The makers of the Christian meditation app Soultime have announced the development and release of the world’s first-ever audio version of the Bible read in its entirety by an artificial intelligence voice amounting to 100 hours of audible scripture.
Soultime said in a statement that it “evaluated a range of text-to-speech platforms but found Google’s Wavenet the most natural sounding,” however, because “the Bible text is extremely complex” it had to “work hard to modify the basic reading to create something that both sounded natural and was truly enjoyable to listen to.”
Citing an example, the statement said Wavenet for some reason couldn’t pronounce “for His name’s sake,” as found in the most famous of all Psalms, Psalm 23, according to Premier. The Google platform insisted on saying “for His name’s saké,” like the alcoholic beverage.
“AI readings have some great advantages,” the makers of the Christian app added. “Having developed the initial version, further [Bible reading] versions can be easily produced in different accents, genders or languages. Also as text-to-speech voices improve over time, the readings can be easily updated.”
Founded by London-based Mark Wagner, Soultime is an app for Christian meditation.
“This is not an intellectual process so much as a spiritual and emotional process of trying to understand what it is that our hearts are believing,” Wagner told Premier Christian Radio last year. “To do that, we need a certain amount of calm, a certain amount of peace, we need a certain amount of time.”
Soultime helps believers do that through music, graphics and a series of guided meditations with various themes, including “Jesus carries our anxieties away,” “Freedom with Forgiveness,” and “Exploring the Lord’s Prayer.”
The app has been endorsed by Justin Welby, the Archbishop of Canterbury. “Soultime is a wonderful app. I warmly recommend it,” he was quoted as saying.
Similar to other meditation apps that are popular, the Soultime app when it’s opened plays sounds of nature such as the wind and birds chirping. It includes a daily “mood check” and features calming music and voices who guide users through themed meditations.
Silk, one of the “guides” featured in the app who help users through a meditation, explained, “Soultime is very much about building a hunger for the presence of God, the voice of God, the person of Jesus Christ.”
It seeks to “build, strengthen, tune your heart with the Word of God with the voice of God, the presence of God. It’s going to be focused on Jesus, the focus on the presence of God, the focus on the Bible. No other apps are focused on that.”
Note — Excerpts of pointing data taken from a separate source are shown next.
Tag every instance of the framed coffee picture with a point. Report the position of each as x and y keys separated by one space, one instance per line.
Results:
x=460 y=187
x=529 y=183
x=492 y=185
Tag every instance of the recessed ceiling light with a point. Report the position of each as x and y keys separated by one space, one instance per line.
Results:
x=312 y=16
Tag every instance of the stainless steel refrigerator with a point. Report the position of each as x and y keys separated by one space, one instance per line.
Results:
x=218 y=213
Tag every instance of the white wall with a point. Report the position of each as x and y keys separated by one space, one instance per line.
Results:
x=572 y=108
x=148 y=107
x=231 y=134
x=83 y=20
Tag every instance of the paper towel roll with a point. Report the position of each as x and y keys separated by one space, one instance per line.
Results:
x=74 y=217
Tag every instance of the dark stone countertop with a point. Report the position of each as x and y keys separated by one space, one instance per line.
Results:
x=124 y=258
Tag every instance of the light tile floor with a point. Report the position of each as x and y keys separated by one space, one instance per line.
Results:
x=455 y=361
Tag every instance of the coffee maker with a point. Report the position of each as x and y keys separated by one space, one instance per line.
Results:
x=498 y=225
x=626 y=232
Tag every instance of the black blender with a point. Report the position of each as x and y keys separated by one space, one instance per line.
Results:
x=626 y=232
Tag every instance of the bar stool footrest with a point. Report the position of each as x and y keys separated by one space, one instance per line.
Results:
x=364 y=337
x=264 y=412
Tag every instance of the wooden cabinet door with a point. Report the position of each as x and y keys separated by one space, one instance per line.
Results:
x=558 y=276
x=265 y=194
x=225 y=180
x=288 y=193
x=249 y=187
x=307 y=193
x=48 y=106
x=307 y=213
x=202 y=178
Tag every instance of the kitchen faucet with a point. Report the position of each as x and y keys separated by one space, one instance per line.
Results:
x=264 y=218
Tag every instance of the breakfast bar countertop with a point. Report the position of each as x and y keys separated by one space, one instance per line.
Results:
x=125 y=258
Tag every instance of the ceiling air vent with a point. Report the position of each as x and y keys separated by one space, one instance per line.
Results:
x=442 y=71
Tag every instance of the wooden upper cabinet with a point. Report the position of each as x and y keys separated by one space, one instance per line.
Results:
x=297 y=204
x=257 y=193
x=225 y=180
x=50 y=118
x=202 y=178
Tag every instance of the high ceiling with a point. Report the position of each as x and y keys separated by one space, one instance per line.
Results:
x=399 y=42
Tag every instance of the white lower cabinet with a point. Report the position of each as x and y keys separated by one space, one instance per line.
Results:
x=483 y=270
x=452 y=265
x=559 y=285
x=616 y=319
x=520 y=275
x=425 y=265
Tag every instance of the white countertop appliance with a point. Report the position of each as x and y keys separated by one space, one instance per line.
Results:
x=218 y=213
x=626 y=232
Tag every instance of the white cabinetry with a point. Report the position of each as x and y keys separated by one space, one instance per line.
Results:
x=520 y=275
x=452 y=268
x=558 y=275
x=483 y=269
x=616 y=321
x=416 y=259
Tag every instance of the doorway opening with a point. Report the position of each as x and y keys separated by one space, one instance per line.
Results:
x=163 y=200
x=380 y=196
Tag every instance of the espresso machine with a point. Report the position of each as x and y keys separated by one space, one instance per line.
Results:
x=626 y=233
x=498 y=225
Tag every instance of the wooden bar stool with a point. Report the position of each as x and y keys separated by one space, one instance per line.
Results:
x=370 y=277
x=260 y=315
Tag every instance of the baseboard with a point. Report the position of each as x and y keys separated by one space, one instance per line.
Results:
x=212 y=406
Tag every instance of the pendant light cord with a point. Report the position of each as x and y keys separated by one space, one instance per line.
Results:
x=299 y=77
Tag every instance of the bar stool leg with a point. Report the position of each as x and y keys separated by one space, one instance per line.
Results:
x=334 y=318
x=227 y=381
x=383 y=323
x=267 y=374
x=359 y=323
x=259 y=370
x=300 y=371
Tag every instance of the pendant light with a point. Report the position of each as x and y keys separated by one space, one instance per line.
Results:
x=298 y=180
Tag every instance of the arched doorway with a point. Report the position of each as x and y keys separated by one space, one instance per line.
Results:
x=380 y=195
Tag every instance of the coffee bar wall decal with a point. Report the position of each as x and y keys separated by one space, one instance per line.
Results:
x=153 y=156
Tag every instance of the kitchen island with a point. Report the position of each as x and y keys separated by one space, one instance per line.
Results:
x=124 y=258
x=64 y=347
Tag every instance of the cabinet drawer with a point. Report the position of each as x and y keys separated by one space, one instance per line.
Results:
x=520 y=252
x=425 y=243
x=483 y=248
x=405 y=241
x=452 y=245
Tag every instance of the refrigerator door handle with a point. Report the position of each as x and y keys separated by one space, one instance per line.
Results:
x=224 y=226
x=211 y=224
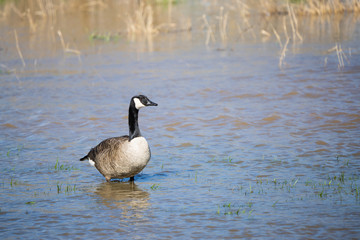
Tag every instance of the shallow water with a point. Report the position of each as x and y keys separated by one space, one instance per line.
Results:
x=240 y=147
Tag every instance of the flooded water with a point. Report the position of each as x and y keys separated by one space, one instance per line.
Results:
x=241 y=147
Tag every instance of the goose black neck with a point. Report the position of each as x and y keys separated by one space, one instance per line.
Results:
x=134 y=130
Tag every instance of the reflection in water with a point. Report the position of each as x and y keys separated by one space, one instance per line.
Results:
x=125 y=196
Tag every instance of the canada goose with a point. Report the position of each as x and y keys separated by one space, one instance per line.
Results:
x=125 y=156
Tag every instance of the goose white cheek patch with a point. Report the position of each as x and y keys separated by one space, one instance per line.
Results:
x=138 y=104
x=92 y=163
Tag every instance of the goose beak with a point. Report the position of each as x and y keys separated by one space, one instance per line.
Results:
x=150 y=103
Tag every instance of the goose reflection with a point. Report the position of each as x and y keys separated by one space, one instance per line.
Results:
x=125 y=196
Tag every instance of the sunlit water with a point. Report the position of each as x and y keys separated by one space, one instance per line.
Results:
x=240 y=147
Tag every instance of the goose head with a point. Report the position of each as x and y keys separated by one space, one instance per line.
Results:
x=141 y=101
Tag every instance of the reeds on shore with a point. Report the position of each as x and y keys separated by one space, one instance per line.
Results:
x=220 y=21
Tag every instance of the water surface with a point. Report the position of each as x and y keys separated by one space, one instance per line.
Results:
x=240 y=147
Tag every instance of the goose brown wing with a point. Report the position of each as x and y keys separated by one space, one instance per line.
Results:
x=107 y=147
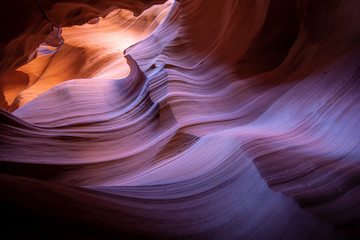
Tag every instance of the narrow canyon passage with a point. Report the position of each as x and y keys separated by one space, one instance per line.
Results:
x=188 y=119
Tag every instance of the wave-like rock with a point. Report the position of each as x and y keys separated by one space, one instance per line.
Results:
x=238 y=120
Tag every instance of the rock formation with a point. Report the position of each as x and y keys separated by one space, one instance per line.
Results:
x=237 y=119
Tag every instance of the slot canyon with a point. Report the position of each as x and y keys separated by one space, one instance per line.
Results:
x=180 y=119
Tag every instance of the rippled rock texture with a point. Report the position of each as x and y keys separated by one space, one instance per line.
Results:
x=233 y=119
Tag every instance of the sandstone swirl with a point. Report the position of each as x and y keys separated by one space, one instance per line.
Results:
x=238 y=119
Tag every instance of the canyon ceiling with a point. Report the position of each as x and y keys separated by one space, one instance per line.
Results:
x=191 y=119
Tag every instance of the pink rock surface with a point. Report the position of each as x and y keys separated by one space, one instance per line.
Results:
x=238 y=120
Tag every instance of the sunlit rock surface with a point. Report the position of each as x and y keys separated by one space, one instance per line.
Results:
x=231 y=120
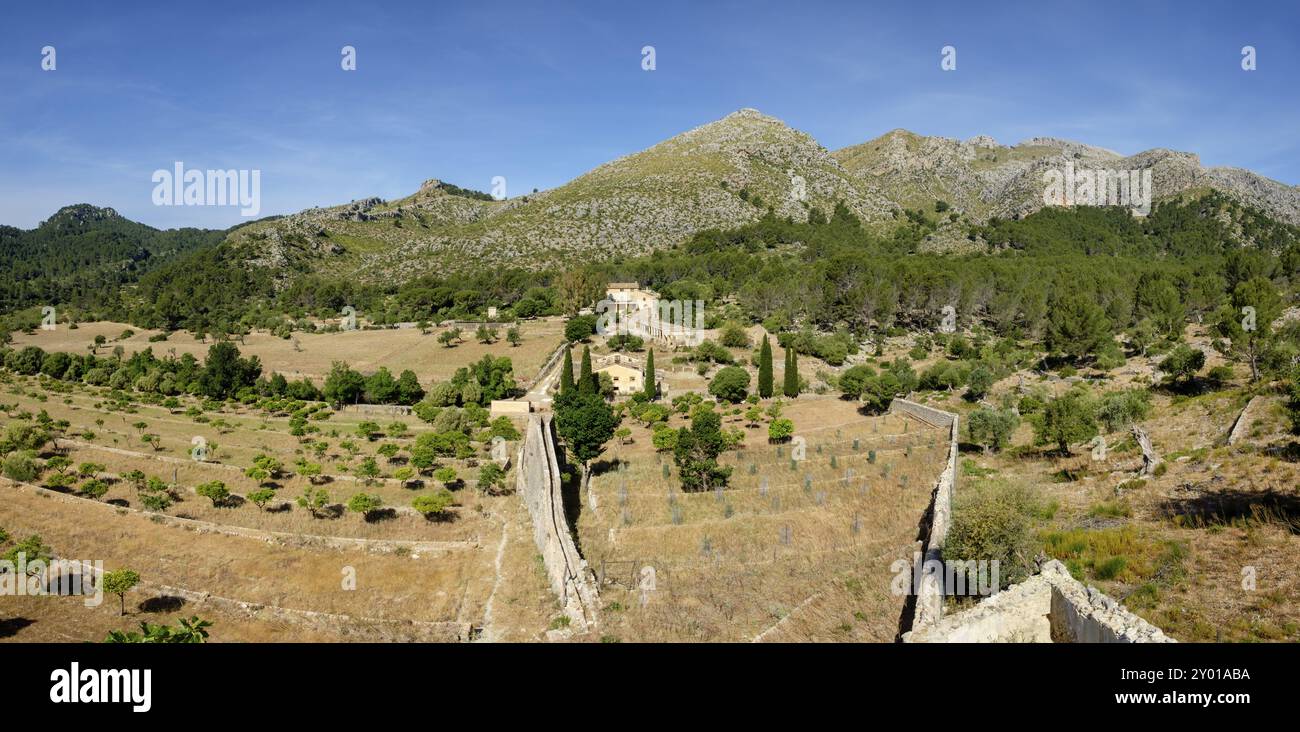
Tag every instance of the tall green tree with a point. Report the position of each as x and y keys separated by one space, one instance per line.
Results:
x=1065 y=420
x=586 y=384
x=1077 y=325
x=585 y=423
x=1248 y=324
x=696 y=453
x=567 y=372
x=650 y=388
x=791 y=386
x=765 y=369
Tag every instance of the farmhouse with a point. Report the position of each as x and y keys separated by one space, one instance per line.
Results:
x=627 y=372
x=635 y=311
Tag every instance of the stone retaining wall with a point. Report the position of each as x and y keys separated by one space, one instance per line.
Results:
x=538 y=484
x=1048 y=607
x=1242 y=427
x=930 y=594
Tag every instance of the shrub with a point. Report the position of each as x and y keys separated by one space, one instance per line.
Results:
x=729 y=384
x=995 y=520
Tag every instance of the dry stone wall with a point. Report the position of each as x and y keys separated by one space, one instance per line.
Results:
x=1048 y=607
x=538 y=484
x=930 y=594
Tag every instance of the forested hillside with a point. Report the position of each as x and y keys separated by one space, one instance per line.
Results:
x=83 y=256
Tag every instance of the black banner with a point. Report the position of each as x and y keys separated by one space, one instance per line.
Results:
x=295 y=683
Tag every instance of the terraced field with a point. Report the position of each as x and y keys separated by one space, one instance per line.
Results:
x=793 y=549
x=274 y=574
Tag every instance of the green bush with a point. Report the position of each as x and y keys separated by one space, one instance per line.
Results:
x=995 y=520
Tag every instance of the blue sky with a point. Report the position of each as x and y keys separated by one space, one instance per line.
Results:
x=540 y=92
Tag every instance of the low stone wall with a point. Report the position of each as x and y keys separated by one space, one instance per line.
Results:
x=930 y=594
x=538 y=484
x=1048 y=607
x=377 y=410
x=1242 y=427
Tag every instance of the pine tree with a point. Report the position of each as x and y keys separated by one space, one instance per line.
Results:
x=567 y=372
x=791 y=388
x=586 y=382
x=650 y=389
x=765 y=369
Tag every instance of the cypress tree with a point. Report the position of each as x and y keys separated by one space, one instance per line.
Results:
x=650 y=390
x=586 y=382
x=792 y=373
x=567 y=372
x=765 y=369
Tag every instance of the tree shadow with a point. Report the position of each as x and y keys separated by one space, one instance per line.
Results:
x=161 y=603
x=380 y=515
x=1234 y=506
x=9 y=627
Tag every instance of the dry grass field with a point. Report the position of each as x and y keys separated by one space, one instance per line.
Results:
x=784 y=553
x=273 y=574
x=311 y=354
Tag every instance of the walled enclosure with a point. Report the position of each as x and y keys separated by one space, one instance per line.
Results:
x=538 y=484
x=1048 y=607
x=930 y=594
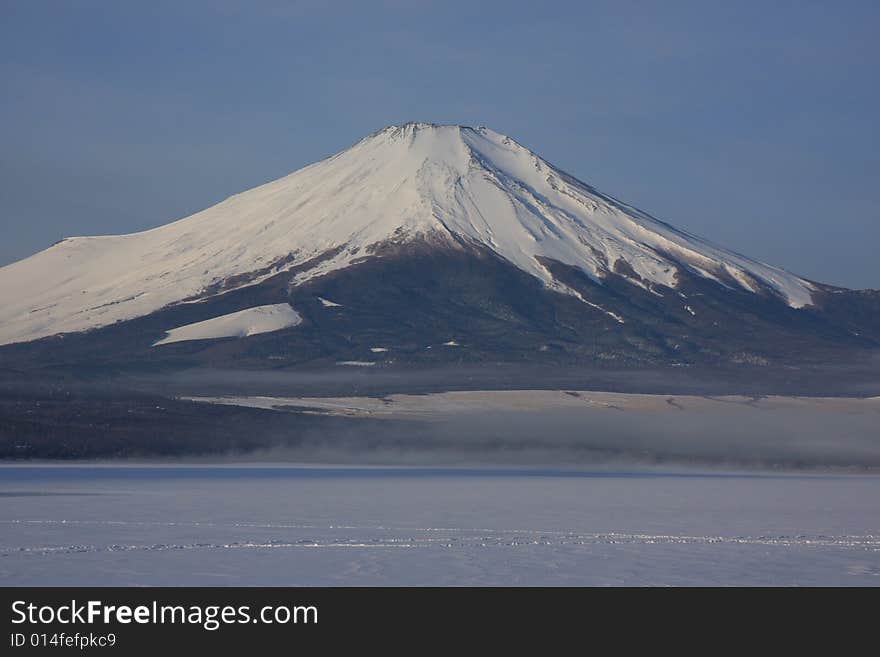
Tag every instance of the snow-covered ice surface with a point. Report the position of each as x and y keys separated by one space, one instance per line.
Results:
x=280 y=525
x=251 y=321
x=448 y=183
Last year, the Courage for Life ministry, which serves at-risk and incarcerated women, released the first-ever audio version of the New Testament voiced entirely by women. “Often, the abuse was in their teenage years, and it’s trauma they’re still holding onto,” Ann White, who's from that ministry, told The Christian Post at the time. “Sometimes, simply hearing a man’s voice is a subconscious trigger. That’s why it’s important to use gender-specific treatment.”
A New Mexico-based ministry, Faith Comes By Hearing, provides audio versions of New Testaments. Scripture recordings are available in 1,354 languages with the potential of reaching over 85 million people with the Gospel.
The ministry, which seeks to help fulfill the Great Commission in this generation by providing access to the Word of God in every translated language, offers free access to its digital resources.